Too often, whatever thanksgiving my prayers start off with is too quickly buried under a landslide of requests: that God would have mercy on the suffering, that He would keep my family and friends safe, that He would give me a discerning heart for the topsy-turvy challenges of the coming day, that He would give a certain student a helpful nudge to hand his homework in…the list goes on.

God does want to hear us voice our needs. Jesus tells us that our Heavenly Father is more than willing to give good gifts to those who ask Him (Matthew 7:11). In fact, we are encouraged to pray “on all occasions with all kinds of prayers and requests” (Ephesians 6:18). Yet, sometimes, the worries and sorrows and all I want the Lord to do threaten to take centre stage in my conversations with Him, pushing into the wings all that He has already done.

Time and again, the themes of praise and thanksgiving pop up in the Bible. Almost every one of Paul’s New Testament letters opens with a passage thanking or praising God. Curiously, these words of thanksgiving always come first. And I wonder if these joyful prologues serve as heart-tuners. Tuning pegs that pull us away from the “sour notes” of worry, bitterness, shame or irritation lingering in the chambers of our souls. Thought-knobs that limber up the strings of limp, exhausted spirits.

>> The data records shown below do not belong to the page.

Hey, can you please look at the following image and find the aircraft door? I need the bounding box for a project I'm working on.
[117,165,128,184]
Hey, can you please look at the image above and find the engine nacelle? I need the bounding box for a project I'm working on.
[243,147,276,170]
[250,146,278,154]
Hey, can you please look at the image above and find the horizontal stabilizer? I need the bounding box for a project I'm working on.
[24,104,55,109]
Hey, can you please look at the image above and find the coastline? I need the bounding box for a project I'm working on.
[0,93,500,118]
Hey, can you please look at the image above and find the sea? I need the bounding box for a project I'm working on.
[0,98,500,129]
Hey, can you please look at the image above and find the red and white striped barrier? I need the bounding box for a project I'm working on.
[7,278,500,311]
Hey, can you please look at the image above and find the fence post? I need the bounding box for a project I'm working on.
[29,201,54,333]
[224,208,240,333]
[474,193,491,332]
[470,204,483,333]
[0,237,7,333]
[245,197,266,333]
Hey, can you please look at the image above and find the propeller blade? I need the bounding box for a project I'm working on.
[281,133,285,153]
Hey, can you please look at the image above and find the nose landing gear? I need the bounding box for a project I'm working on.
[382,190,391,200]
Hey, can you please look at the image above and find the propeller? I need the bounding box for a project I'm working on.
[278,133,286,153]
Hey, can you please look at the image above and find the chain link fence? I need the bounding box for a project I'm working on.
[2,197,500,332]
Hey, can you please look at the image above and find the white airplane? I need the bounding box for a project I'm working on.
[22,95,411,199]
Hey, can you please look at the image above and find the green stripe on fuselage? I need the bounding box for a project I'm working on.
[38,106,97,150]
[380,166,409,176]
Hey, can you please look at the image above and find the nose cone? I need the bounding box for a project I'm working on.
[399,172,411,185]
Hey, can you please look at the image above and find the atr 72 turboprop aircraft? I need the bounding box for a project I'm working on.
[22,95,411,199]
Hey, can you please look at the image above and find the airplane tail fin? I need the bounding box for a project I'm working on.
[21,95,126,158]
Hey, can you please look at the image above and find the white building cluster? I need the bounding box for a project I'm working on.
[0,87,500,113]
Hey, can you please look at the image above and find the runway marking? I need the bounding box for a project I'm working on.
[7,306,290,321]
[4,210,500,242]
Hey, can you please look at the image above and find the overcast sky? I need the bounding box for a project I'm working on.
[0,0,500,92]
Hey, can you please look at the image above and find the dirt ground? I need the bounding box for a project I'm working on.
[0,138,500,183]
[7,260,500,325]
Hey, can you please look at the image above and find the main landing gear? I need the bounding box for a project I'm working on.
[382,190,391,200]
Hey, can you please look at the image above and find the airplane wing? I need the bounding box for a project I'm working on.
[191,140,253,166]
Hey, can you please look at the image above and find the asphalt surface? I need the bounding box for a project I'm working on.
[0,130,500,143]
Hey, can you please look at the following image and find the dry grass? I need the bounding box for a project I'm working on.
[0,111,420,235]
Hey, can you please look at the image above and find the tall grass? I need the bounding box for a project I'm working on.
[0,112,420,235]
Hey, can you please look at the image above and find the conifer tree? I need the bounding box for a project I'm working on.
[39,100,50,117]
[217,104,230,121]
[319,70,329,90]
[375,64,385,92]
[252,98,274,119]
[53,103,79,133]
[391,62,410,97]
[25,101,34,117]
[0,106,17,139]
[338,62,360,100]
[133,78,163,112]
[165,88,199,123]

Why are you downcast, O my soul? Why so disturbed within me? Remember you are talking with the God who:
● enriches you in all speech and all knowledge (1 Corinthians 1:4),
● mercifully comforts you in all afflictions (2 Corinthians 1:3),
● blessed you in Christ with every spiritual blessing in the heavenly places, predestined you for adoption as a child through Jesus Christ, redeemed you through his blood, forgave your trespasses and lavished grace upon you (Ephesians 1),
● begins and completes good works in you (Philippians 1:6),
● teaches believers to grow in faith and love (2 Thessalonians 1:3),
● gives us a spirit of power and love and self-control (2 Timothy 1:3),
● … (It turns out that the list goes on here, too.)

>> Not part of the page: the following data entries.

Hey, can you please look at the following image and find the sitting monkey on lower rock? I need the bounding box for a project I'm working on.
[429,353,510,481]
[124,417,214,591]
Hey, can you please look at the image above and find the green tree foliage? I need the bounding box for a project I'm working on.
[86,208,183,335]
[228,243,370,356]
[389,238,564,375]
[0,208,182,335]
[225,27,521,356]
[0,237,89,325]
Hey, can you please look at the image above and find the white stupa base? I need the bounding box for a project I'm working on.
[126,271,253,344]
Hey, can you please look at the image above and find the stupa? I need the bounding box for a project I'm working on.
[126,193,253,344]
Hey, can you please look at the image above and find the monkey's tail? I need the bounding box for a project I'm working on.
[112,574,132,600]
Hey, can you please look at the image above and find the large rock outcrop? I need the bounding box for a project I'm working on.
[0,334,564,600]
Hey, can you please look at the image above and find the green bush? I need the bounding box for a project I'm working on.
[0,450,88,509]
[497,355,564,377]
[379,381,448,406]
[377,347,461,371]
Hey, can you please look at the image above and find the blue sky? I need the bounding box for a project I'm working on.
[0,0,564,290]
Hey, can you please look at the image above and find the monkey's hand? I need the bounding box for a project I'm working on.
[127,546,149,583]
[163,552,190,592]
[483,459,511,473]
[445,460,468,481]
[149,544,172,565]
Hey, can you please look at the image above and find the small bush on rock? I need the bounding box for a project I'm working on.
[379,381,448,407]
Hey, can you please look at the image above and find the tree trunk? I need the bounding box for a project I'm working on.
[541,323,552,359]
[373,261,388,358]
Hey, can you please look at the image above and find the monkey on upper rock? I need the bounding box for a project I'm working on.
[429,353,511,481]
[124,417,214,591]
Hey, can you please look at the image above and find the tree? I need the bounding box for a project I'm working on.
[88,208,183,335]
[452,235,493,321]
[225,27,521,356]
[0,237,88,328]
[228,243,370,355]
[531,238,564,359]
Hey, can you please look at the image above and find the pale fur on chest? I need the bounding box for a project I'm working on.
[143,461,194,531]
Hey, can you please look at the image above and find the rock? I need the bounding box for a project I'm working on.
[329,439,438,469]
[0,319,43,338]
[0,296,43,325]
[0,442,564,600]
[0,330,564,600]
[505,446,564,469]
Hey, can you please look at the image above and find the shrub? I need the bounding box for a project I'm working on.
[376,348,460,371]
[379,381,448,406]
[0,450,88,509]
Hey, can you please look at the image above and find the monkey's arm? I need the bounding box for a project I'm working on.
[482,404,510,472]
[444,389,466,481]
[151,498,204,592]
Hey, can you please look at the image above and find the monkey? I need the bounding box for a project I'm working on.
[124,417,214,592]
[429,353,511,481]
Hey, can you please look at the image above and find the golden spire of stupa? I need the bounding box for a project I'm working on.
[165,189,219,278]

A friend and I recently discussed what it would be like to begin prayers with at least one minute of praise and gratitude for what God has already done. It’s not always easy. Years of launching into litanies of supplication after only a brief note of appreciation tempts me to spend more time on the “Would you please, Lord,” than on the “Hallelujah! Thank you, Lord!”

But the more I focus on all that this Lord has already done for me and humankind, the more I am awed by His gracious and generous character. Sometimes, the gratitude list gets so long that I never get to the requests. Or, if I do, it is less out of desperation or frustration and more out of trust in the One who gives the best gifts in His time.

While it takes time to tune–and retune–my heart to thanksgiving as it backslides to discontent, fear and other “sour notes,” this promises the hope of living and thinking in harmony with the great Conductor of heaven and earth.

How do you fine-tune your heart to sing in the tones of reverence, awe and gratitude that are due to the loving Creator and Saviour of all things? How can we challenge ourselves and each other to “not be anxious about anything, but in everything, by prayer and petition, with thanksgiving, present our requests to God” (Philippians 4:5)?